If you are in a car accident, you undoubtedly are to be thankful for your vehicle’s airbags. After all, airbags save hundreds of lives every single year. Still, there is an urban legend that says the chemicals inside airbags are toxic to humans.
To do their job correctly, airbags must deploy or inflate at considerable speeds. This requires a chemical reaction. The chemicals in airbags are not toxic, though. Nevertheless, if you have certain medical conditions, airbag deployment may cause you to experience negative health effects.
The chemicals in airbags
Even though airbags have sodium azide inside of them, the deployment process completely absorbs it. Inflation also releases nitrogen, but nitrogen is not harmful to humans. In fact, nitrogen makes up most of the air you breathe. The only thing you need to worry about is sodium hydroxide, which may be present in airbag dust.

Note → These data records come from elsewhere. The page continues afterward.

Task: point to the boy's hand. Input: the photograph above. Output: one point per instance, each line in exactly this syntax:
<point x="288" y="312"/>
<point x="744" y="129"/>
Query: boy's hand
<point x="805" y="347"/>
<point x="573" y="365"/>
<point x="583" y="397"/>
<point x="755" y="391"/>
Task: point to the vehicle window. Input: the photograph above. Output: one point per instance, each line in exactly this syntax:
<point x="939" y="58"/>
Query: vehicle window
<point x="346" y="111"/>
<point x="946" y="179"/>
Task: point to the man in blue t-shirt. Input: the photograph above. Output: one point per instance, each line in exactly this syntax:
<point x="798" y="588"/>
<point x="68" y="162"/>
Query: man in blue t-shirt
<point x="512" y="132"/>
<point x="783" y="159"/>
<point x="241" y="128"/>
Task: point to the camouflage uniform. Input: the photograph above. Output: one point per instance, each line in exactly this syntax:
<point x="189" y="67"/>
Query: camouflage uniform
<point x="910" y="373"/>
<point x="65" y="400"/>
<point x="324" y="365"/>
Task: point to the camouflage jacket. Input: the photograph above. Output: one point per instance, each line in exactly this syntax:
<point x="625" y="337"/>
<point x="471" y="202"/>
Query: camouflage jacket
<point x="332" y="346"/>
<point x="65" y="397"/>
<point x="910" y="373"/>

Medical concerns for those with lung conditions
Most drivers should experience little or no irritation from sodium hydroxide. If you have asthma, chronic obstructive pulmonary disease, emphysema or other lung-related conditions, however, sodium hydroxide may make it difficult to breathe.
Indeed, according to a recent study published in the Journal of Hygiene and Environmental Health, sodium hydroxide is a common cause of bronchoconstriction. After inhaling sodium hydroxide, your asthma-like symptoms may continue to worsen for up to 48 hours.
Your physical well-being
Breathing difficulties can be catastrophic for anyone who has a lung condition, so you do not want to leave your physical well-being to chance. Ultimately, if you inhale airbag dust during a car accident, it is imperative to go to the emergency room for a full evaluation and treatment.